New chromosome arrangements were associated with recombinant genes, using chromosomes marked by mutant genes and morphological differences at each end demonstrated in Drosophila melanogaster (Stern 1931 ) and Zea mays ( H. S. Creighton and B. McClintock 1931). That crossing over was correlated with segmental interchange between homologous chromosomes.

DNA models during 1960s,DNA models had become very popular, the widely accepted model for DNA crossover was first proposed by Robin Holliday in 1964.

Homologous recombination during meiosis has following important features.

Two homologous DNA molecules line up (e.g., two nonsister chromatids line up during meiosis).

Cuts in one strand of both DNAs, a double-strand break in a DNA molecule is enlarged by an exonuclease, such that the single-strand extension with a free 3‘-hudroxyl group is left at the broken end.

The exposed 3‘ ends invade the intact duplex DNA, and this is followed by branch migration and/or replication to create a pair of crossover structures,( The cut strands cross and join homologous strands)called Holliday junctions(Holliday structure).

Heteroduplex region is formed by branch migration,cleavage of the two crossover creates two complete recombinant products

In this double-strand break repair model for recombination, the 3‘ ends are used to initiate the genetic exchange. Once paired with the complementary strand on the intact homolog, a region of hybrid DNA is created containing complementary strands from two different parental DNA . Each of the 3‘ ends can then act as a primer for DNA replication.

The structure that are formed, called Holliday Intermediates are a feature of homologous genetic recombination pathways in all organisms.

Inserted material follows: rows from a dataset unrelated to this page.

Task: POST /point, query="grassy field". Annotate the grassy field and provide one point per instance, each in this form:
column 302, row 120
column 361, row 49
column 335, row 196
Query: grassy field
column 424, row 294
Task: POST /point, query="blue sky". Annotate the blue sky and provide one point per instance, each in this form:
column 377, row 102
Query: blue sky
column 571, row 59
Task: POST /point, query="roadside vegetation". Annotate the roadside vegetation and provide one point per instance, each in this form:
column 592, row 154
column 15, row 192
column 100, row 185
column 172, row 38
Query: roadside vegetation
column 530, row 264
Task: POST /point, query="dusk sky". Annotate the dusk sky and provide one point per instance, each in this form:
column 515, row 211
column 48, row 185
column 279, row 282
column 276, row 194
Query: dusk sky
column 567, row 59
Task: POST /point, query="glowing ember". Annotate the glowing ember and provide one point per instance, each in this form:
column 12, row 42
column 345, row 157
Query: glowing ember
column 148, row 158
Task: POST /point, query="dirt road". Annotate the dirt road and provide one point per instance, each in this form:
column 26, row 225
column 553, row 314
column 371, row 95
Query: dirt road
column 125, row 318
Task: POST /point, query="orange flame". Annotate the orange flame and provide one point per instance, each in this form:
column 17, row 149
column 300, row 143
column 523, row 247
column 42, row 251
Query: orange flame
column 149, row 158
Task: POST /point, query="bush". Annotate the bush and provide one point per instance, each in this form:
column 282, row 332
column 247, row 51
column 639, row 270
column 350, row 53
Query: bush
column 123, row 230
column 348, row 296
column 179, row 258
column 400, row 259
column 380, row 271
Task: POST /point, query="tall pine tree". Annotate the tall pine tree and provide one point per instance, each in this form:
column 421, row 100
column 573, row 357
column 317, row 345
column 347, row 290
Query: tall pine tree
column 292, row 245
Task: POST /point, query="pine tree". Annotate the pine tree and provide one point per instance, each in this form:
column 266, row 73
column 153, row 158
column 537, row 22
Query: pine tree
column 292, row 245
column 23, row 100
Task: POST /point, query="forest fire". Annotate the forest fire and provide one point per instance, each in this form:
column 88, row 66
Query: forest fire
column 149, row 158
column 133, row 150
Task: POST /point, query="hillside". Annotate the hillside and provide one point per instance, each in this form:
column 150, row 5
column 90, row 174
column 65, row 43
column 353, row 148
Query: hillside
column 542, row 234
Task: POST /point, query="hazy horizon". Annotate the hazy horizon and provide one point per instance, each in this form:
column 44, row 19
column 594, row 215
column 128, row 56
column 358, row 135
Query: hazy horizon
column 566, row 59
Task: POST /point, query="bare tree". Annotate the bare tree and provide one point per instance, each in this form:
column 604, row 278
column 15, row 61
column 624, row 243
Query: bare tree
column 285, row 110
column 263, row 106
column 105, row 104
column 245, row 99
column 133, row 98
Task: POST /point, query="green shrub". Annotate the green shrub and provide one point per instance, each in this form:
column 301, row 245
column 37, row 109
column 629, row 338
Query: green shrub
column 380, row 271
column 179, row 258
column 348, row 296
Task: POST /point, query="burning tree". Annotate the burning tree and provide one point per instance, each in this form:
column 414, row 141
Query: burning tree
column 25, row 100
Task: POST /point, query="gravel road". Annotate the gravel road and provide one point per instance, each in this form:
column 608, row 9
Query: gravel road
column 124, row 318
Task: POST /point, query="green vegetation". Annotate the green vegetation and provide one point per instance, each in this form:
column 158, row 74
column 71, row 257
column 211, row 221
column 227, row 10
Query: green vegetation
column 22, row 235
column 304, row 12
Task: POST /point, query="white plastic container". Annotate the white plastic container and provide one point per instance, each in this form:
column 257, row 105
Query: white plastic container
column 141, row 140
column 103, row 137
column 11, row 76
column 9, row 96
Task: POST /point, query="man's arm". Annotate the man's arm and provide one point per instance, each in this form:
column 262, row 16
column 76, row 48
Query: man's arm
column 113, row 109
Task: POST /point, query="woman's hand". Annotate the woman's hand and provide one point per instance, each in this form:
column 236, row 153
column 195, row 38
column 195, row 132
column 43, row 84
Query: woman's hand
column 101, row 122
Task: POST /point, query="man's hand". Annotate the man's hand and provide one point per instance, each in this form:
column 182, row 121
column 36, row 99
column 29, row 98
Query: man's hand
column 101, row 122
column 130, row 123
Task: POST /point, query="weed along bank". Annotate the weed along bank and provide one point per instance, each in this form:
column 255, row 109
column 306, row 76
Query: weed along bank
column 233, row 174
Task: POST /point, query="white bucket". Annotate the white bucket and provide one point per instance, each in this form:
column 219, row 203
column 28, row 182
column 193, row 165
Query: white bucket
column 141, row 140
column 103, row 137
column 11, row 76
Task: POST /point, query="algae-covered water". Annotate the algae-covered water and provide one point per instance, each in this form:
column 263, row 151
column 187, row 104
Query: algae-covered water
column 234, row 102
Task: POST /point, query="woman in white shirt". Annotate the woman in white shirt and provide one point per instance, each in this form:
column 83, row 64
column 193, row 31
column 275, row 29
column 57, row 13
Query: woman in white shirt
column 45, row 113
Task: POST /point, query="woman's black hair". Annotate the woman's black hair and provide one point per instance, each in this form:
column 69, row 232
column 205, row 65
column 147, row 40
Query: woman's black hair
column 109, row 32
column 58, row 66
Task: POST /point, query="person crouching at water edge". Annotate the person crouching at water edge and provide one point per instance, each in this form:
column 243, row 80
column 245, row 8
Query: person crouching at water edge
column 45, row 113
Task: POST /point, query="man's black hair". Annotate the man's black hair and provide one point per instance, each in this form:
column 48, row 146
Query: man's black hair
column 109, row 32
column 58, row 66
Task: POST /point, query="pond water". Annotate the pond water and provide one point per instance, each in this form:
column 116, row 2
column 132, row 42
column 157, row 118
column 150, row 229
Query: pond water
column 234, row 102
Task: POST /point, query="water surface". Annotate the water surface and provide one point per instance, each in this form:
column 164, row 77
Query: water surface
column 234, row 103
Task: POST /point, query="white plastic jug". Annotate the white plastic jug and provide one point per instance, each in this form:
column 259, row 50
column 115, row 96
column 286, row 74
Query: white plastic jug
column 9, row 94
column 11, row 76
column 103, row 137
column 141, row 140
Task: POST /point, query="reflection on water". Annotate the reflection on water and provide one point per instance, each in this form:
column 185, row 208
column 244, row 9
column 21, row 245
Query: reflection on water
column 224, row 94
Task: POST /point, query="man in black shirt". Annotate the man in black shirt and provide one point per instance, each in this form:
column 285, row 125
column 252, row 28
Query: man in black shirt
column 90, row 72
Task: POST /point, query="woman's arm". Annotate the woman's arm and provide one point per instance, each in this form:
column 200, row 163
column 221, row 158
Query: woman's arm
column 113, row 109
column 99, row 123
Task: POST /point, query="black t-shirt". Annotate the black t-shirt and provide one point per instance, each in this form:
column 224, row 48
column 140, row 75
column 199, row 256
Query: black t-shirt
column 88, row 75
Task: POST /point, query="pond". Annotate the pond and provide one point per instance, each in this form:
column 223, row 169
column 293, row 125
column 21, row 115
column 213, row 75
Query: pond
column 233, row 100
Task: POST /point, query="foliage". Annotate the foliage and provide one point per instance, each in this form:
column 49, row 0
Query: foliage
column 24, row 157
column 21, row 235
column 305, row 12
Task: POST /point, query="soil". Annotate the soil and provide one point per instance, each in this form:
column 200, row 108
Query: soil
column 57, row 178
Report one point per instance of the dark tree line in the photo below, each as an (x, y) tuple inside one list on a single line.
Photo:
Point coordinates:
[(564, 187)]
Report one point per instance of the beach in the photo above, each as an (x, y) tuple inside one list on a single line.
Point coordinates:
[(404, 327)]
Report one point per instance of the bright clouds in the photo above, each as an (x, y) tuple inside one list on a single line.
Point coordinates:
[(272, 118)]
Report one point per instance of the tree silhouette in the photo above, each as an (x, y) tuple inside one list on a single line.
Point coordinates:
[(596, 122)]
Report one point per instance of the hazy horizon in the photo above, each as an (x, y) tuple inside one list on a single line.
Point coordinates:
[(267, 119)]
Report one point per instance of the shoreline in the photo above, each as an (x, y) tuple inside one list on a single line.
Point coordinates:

Homologous recombination can vary in many ways from one species to another, but most of the process are same.

DNA strands may be cut along either the vertical line or horizontal line and break the Holliday intermediate so that the two recombinant products carry genes in the same linear order as the original, unrecombined chromosomes.

If cleaved occurs on vertical line , the DNA flanking the region containing the hybrid DNA is not recombined; if cleaved occurs on the horizontal line. , the flanking DNA is recombined.